Blick hinter die Kulissen der Hauptstadt

Der CDU-Bundestagsabgeordnete Oliver Grundmann ruft interessierte Jugendliche im Alter von 16 bis 20 Jahren dazu auf, sich für den Jugendmedienworkshop vom 7. bis 13. Juni im Deutschen Bundestag zu bewerben.
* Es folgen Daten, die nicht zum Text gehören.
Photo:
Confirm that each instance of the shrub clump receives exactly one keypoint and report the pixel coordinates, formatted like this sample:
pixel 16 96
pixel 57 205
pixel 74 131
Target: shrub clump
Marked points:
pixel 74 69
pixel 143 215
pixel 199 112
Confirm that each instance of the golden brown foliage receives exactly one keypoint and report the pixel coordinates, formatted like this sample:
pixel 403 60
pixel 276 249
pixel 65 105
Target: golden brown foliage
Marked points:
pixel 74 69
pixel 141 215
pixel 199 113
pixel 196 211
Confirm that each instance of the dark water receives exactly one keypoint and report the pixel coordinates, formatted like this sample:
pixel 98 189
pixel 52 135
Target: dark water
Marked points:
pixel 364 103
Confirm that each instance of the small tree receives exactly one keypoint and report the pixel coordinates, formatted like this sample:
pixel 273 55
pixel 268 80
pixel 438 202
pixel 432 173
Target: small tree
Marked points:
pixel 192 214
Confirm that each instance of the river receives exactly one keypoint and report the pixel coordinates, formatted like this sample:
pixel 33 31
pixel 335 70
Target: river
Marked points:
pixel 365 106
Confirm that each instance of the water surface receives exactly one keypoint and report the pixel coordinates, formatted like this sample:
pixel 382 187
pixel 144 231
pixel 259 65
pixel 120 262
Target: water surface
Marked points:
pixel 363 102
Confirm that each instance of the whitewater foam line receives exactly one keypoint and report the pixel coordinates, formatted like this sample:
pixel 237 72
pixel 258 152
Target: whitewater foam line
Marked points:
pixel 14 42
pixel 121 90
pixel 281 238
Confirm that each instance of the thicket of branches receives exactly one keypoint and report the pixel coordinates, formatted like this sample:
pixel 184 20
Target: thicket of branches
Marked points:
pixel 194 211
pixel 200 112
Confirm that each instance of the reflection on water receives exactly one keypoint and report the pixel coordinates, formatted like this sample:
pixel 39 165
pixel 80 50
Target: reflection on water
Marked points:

„Die meisten Kinder und Jugendlichen bewegen sich heute ganz natürlich im Netz. Sie sind als Generation der ‚digital natives‘ im digitalen Zeitalter aufgewachsen und können sich eine Welt ohne Internet gar nicht mehr vorstellen. Die Teilnahme am Jugendmedienworkshop bietet die Möglichkeit, Chancen und Risiken der Digitalisierung zu diskutieren und einen spannenden Einblick in die Medien zu erhalten“, so Grundmann.
Gemeinsam mit der Bundeszentrale für politische Bildung und der Jugendpresse Deutschland e. V. lädt der Deutsche Bundestag zum zwölften Mal junge Medienmacher nach Berlin ein. Vom 7. bis 13. Juni können 30 Nachwuchsjournalisten hinter die Kulissen des medialen und parlamentarischen Geschehens in der Hauptstadt blicken.

Die Veranstaltung findet in diesem Jahr unter dem Titel „Digital Na(t)ives – Eine digitale Generation erobert die Gesellschaft“ statt.
Eine Woche lang werden die jungen Erwachsenen hinter die Kulissen des parlamentarischen und medialen Geschehens in der Hauptstadt blicken. Sie hospitieren in Redaktionen, lernen Hauptstadt-Journalisten kennen, diskutieren mit Abgeordneten aller Fraktionen, besuchen Plenarsitzungen im Deutschen Bundestag und erstellen eine eigene Zeitung. Die Teilnehmerinnen und Teilnehmer werden sich mit Chancen, Herausforderungen und Risiken einer zunehmenden Digitalisierung in allen Lebensbereichen auseinandersetzen und die Antworten der Politik aus Sicht der jungen Generation hinterfragen.


Bewerben können sich interessierte Jugendliche im Alter zwischen 16 und 20 Jahren mit einem journalistischen Beitrag zum Thema des Workshops. Eingereicht werden können Artikel, Video- /Audiobeiträge oder Fotoarbeiten. Nähere Informationen zum Workshop und den Bewerbungsbedingungen finden sich hier. Bewerbungsschluss ist der 19. April.